Sinonasal Sarcoidosis: Diagnosis and Management

Thomas A. Tami, MD


Semin Respir Crit Care Med. 2002;23(6) 

In This Article

Abstract and Introduction


Sinonasal sarcoidosis is a fairly uncommon, yet clinically challenging, manifestation of this systemic disease. The diagnosis is often difficult to establish, treatment options are often unclear, and ultimate clinical responses can be quite variable. This article discusses the varied clinical presentations of this unusual nasal inflammatory process, as well as various treatment options, from simple local nasal hygiene measures to more aggressive systemic therapy. Although the role of surgical intervention is controversial, a simple review of some of the indications for surgery in these patients helps to clarify this somewhat cloudy clinical area.

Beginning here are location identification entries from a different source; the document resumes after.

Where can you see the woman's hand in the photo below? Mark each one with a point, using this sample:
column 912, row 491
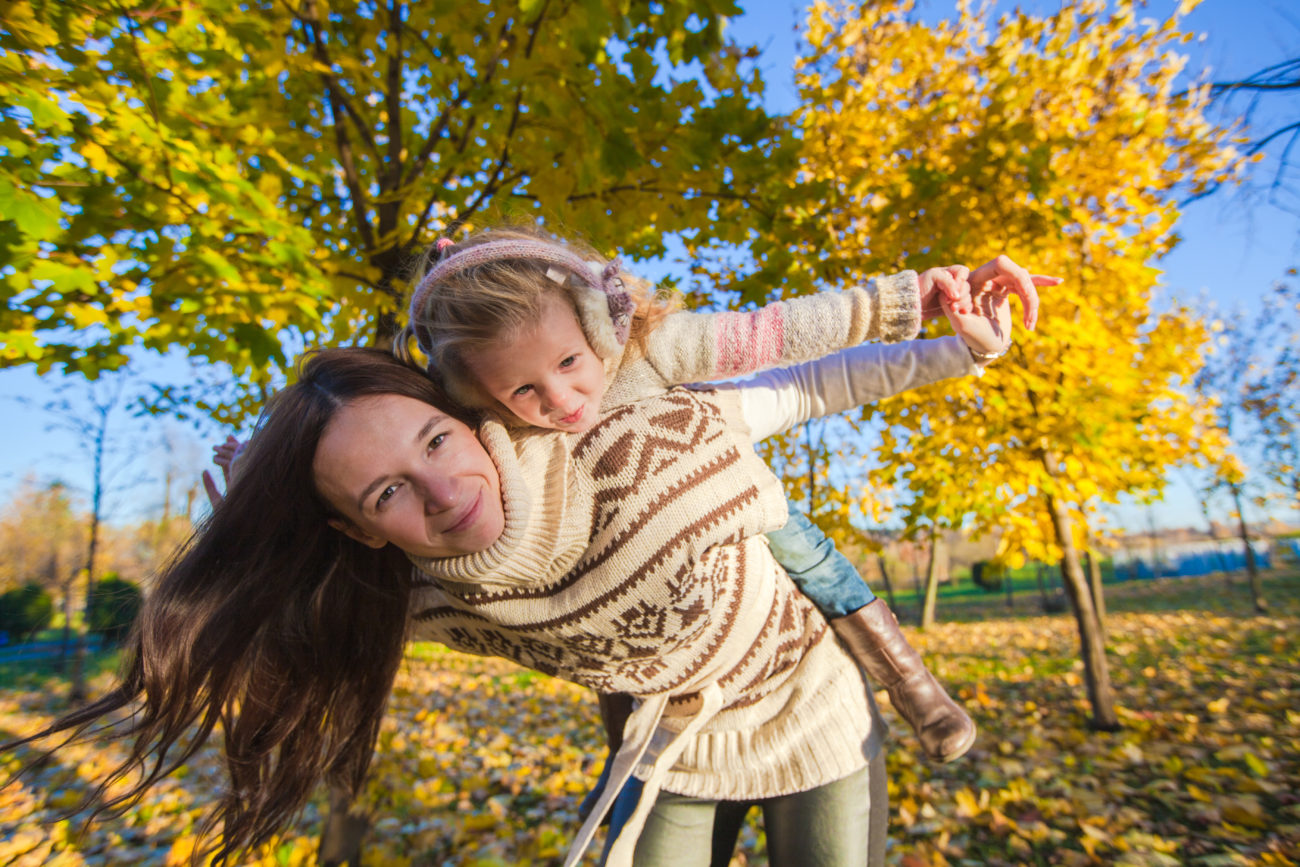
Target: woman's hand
column 225, row 456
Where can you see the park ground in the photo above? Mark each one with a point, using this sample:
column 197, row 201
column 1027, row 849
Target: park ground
column 481, row 763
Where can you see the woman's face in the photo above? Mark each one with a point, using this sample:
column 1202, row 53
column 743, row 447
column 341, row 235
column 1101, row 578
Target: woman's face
column 401, row 471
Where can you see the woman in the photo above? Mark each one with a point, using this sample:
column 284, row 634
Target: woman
column 287, row 631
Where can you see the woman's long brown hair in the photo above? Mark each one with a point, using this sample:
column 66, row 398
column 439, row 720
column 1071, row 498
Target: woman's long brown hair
column 268, row 623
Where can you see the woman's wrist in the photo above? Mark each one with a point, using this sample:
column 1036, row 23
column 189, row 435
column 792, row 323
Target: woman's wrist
column 984, row 358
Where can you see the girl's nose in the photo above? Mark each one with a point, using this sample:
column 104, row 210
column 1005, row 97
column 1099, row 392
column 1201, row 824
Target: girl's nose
column 553, row 398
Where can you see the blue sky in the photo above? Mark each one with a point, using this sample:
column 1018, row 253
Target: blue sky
column 1235, row 246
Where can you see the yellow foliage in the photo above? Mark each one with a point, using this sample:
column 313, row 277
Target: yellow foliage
column 1061, row 141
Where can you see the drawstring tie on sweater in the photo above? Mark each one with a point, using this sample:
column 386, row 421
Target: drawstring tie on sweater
column 637, row 733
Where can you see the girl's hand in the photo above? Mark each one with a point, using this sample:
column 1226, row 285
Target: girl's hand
column 987, row 325
column 1002, row 276
column 225, row 456
column 940, row 285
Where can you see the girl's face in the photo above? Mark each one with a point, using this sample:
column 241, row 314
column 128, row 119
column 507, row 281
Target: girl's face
column 401, row 471
column 546, row 375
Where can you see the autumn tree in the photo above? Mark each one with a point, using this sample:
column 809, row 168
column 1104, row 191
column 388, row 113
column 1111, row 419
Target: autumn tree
column 1249, row 376
column 243, row 180
column 1064, row 142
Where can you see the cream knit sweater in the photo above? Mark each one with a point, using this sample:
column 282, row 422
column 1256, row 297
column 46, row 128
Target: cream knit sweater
column 663, row 589
column 681, row 603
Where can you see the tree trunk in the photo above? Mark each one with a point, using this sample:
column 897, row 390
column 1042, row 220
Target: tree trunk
column 927, row 611
column 1155, row 545
column 343, row 831
column 78, row 692
column 66, row 645
column 1099, row 601
column 1218, row 553
column 917, row 588
column 1251, row 567
column 884, row 576
column 1101, row 694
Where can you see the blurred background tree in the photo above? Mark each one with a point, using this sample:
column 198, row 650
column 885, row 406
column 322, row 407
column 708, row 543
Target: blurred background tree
column 1062, row 141
column 243, row 181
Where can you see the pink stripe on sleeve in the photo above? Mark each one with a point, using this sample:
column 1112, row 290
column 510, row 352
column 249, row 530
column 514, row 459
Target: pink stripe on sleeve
column 749, row 342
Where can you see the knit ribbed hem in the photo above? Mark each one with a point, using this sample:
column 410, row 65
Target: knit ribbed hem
column 898, row 304
column 814, row 740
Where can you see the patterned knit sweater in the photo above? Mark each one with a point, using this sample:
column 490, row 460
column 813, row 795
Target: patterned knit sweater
column 666, row 590
column 632, row 562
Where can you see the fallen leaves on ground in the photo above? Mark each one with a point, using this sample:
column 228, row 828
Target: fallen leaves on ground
column 481, row 763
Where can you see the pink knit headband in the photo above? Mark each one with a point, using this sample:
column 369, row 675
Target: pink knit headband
column 607, row 281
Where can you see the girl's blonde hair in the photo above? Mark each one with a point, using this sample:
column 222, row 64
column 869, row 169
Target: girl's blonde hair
column 467, row 299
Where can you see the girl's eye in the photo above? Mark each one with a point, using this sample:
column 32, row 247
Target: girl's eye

Aggressive clinical management in conjunction with long-term surveillance can often produce dramatic clinical responses for these difficult patients with sarcoidosis in the sinonasal area.

Objectives: Upon completion of this article, the reader will be able to: (1) describe the common presentations of sinonasal sarcoidosis; (2) apply the staging system for sinonasal sarcoidosis; (3) treat both mild and severe cases of sinonasal sarcoidosis; and (4) discuss the role of both medical and surgical management for patients with sarcoidosis of the nose and paranasal sinuses.
Accreditation: The University of Michigan is accredited by the Accreditation Council for Continuing Medical Education to sponsor continuing medical education for physicians.
Credits: The University of Michigan designates this educational activity for a maximum of 1.0 hour in category one credits toward the AMA Physicians Recognition Award.


Although most physicians who think about sarcoidosis consider primarily the pulmonary manifestations of this disease, otolaryngologists are often confronted with patients who have findings in the head and neck region. As a multisystem disease, sarcoidosis can display a wide array of presentations in this anatomical region. Salivary gland sarcoidosis can produce inflammation and swelling of any of the major or minor salivary glands. Severe xerostomia can result from inflammation and ultimate replacement of the secretory components of these glands. Ocular involvement can present as conjunctivitis or uveitis, both often severe and difficult problems to manage. Facial nerve paralysis has also been associated with sarcoidosis, and the combination of uveitis, parotitis, and facial paralysis is a well-known syndrome often referred to as uveoparotid fever (Heerfordt's disease). The skin of the face can also display the typical lesions of lupus pernio or cutaneous sarcoidosis. Otologic sarcoidosis has also been described with problems ranging from otitis media to vestibular symptoms to neurosensory hearing loss.

Some of the most difficult to manage patients are those who present with symptoms in the nose and paranasal sinuses. The incidence of sinonasal sarcoidosis is not precisely known but appears to be reasonably low. Initial reports from the Mayo Clinic estimated that < 1% of patients with sarcoidosis ultimately display sinonasal involvement.[1] However, a recent prospective study done at our institution suggested that the incidence is at least 4%, and may actually be much higher.[2] The diagnosis of sinonasal sarcoidosis, although occasionally obvious, is usually difficult to make because differentiating typical chronic sinusitis from granulomatous inflammation associated with sarcoidosis can be challenging. Even in those cases where the diagnosis can be definitely established, effective treatment can be difficult. This paper will discuss the various presentations of sinonasal sarcoidosis and present various treatment strategies that can reduce and often eliminate the symptoms associated with sinonasal sarcoidosis.